The final episode's second segment showed snippets from visits to a low-decile school and to disadvantaged families.
"There are things in this job I will never forget," Campbell told viewers, as footage of destruction following the deadly 2011 Christchurch earthquake was shown.
In one of the show's most memorable recent reports, Tristram Clayton chased a man accused of running an employment scam down Parnell Rise.
Campbell also travelled to Samoa to investigate how aid intended for tsunami victims was being spent.
"That's not how the Fourth Estate works," he told the Samoan Prime Minister, who refused to front the issue and demanded written questions.
The current affairs host also visited Washington, DC for the inauguration of President Barack Obama.
Mr Campbell's retrospective also suggested the 2011 Rugby World Cup was a highlight for him.
The show's campaign to take the All Blacks to Samoa for a test match also featured.
A notable exclusive interview Campbell Live secured was with Auckland mayor Len Brown immediately after the Bevan Chuang sex scandal broke in 2013 - although that has not featured in the montage yet.
As the show drew to an end, Campbell said: "Thank you for being with us."
He thanked the 23 full-time staff members. He said producer Pip Keane also had her last day today and had always pushed the show towards "excellence".
Campbell said the team had produced nearly 2500 programmes.
He said he often felt really "blessed" to have done the show, and he also thanked viewers.
"Your trust in us is something we will never forget."
Campbell said some of his "wonderful team" would stay at TV3 even though he was leaving.
"I started here aged 27 in a suit I borrowed from my dad. I could never have dreamed what would happen in the next 24 years. Thank you so much for watching us. Ka kite ano, and a very good evening," he signed off.
The show ended with a shot of Mr Campbell driving out of TV3's headquarters in Flower St, Eden Terrace.
Earlier today, reporter Ali Ikram said those on the team had not "quite confronted the reality that this is indeed the last programme we will make together as a team".
Campbell paid tribute to colleagues and supporters online, giving a special mention to Ikram earlier today.
"You have been a beautiful friend and colleague. It's been magic," Campbell wrote on Twitter.
Campbell told viewers ahead of the programme he wanted to get 500,000 viewers tonight.
The show started in March 2005, shortly after Paul Holmes left TV3's rivals at TVNZ, leaving a vacuum in the 7pm current affairs slot.
People arrived outside the TV3 officers before the show in support of Campbell's final show, some with candles and many with cups of champagne.
The crowd was let into the building to watch the show in reception.
A courier driver arrived with bunches of flowers into reception.
While boxes of drinks and champagne were also been taken through the back where it is understood staff were gathering.
Ikram came out after the show to thank members of the public who came out to support.
Journalist Sarah Hall came out to tell members of the public Campbell was due to come out in a while.
She said up to 400 staff members had stood in a guard of honour as Campbell walked down the hall, paying tribute to him.
She said speeches were still being said and it was "hugely emotional" for everyone, including Campbell.
Aucklander Jo Bond, a self-confessed "die-hard Campbell fan" said she was devastated.
"He's stood up and confronted politicians and helped so many people.
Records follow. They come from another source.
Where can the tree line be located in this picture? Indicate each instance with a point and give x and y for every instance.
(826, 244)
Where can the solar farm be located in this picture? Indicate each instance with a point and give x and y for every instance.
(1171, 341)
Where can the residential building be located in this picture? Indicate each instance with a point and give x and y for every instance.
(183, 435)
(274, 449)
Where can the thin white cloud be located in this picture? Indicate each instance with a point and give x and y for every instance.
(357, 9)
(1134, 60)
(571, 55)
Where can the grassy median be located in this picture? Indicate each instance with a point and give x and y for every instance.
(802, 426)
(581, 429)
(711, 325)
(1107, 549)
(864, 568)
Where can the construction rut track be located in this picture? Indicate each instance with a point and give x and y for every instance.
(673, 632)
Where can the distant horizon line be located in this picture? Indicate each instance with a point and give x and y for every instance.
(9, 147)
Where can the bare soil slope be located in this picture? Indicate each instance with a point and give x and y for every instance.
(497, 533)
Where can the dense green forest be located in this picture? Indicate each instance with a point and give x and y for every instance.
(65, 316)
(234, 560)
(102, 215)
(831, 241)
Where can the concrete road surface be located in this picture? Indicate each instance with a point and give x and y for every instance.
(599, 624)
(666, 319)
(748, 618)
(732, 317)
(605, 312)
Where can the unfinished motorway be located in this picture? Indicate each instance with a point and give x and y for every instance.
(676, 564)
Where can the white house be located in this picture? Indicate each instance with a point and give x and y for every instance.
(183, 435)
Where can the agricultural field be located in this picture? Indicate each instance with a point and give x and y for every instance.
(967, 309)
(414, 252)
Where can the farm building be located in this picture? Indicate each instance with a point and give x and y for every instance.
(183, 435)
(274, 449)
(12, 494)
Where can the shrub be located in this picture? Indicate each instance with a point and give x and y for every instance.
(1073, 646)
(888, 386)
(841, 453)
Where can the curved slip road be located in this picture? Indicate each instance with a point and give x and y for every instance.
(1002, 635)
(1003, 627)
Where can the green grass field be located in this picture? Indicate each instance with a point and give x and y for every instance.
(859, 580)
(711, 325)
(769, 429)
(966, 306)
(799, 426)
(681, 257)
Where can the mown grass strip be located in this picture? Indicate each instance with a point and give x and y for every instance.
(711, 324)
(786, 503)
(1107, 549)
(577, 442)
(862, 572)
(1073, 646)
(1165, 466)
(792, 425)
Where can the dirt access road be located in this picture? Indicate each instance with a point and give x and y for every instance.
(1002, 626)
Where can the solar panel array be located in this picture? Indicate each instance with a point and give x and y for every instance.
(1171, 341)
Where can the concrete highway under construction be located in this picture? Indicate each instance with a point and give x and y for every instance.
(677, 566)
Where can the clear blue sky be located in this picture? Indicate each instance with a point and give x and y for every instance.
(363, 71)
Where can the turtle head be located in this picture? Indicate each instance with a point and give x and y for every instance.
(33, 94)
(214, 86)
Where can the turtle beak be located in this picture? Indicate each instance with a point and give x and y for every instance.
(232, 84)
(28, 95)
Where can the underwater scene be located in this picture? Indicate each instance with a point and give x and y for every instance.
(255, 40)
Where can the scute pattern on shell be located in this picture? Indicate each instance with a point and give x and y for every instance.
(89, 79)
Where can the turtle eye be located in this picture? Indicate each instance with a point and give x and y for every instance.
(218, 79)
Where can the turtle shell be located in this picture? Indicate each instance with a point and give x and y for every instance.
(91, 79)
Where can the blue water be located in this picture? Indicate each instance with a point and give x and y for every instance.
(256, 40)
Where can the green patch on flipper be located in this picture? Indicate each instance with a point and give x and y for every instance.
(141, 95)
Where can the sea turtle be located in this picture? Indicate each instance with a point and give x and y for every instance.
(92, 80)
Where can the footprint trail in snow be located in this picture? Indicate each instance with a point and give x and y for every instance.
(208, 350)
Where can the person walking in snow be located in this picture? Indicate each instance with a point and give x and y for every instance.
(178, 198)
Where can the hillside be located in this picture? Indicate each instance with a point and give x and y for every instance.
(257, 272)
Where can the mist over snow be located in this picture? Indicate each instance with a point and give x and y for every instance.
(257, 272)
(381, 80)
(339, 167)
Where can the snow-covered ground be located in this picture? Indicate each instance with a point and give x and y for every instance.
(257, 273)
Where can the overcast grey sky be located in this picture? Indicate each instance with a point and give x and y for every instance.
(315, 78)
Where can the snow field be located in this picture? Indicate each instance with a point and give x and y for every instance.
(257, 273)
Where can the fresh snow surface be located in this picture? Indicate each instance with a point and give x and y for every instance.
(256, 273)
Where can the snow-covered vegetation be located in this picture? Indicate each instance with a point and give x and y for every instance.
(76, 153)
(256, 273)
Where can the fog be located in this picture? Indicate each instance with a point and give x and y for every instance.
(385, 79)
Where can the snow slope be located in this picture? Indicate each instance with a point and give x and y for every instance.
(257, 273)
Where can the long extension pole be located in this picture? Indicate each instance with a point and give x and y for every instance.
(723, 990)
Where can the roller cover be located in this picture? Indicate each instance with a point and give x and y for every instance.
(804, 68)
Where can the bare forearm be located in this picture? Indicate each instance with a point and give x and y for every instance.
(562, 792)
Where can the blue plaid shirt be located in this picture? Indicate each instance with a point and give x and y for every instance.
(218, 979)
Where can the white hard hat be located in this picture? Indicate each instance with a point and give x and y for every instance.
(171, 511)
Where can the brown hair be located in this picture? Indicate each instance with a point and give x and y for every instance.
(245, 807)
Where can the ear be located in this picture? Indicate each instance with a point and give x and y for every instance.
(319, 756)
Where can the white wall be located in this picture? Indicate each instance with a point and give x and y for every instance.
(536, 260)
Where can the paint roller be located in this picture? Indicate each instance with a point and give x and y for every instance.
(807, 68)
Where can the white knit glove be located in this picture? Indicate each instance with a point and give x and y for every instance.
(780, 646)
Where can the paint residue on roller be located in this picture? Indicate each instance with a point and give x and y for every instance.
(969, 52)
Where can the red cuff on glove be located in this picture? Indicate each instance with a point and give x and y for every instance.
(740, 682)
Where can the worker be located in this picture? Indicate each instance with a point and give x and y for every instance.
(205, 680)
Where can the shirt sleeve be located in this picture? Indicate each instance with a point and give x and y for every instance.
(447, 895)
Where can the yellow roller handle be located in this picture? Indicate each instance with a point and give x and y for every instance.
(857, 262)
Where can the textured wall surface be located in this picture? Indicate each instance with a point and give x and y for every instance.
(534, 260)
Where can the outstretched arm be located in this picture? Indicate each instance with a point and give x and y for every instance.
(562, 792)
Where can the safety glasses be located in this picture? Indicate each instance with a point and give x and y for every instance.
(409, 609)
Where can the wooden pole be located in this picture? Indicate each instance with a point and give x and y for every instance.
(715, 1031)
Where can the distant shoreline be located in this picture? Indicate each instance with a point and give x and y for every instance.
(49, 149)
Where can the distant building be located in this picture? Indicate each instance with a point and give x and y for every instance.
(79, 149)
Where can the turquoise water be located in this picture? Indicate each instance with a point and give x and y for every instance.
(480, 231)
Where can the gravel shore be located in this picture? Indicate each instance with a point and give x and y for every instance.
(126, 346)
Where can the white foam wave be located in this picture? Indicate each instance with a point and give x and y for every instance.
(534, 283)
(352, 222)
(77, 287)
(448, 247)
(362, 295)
I've been following him for 10 years and I'm devastated his show's ending."
Ms Bond said she and a few others planned on paying tribute in the form of songs and poems they've written especially for Campbell.
Broadcaster and former One News anchor Alison Mau paid tribute to Campbell today.
"How do you sum up 10 years of fabulous work?" she wrote on Twitter.
Many others also took to social media.
"This Campbell Live finale is a tough watch," radio host Clint Roberts tweeted.
Roberts mentioned the show's post-quake coverage in Christchurch.
"The memory of [Campbell] outside that CTV building after the quake will never leave me."
Comedian Rove Mcmanus sent his best wishes also.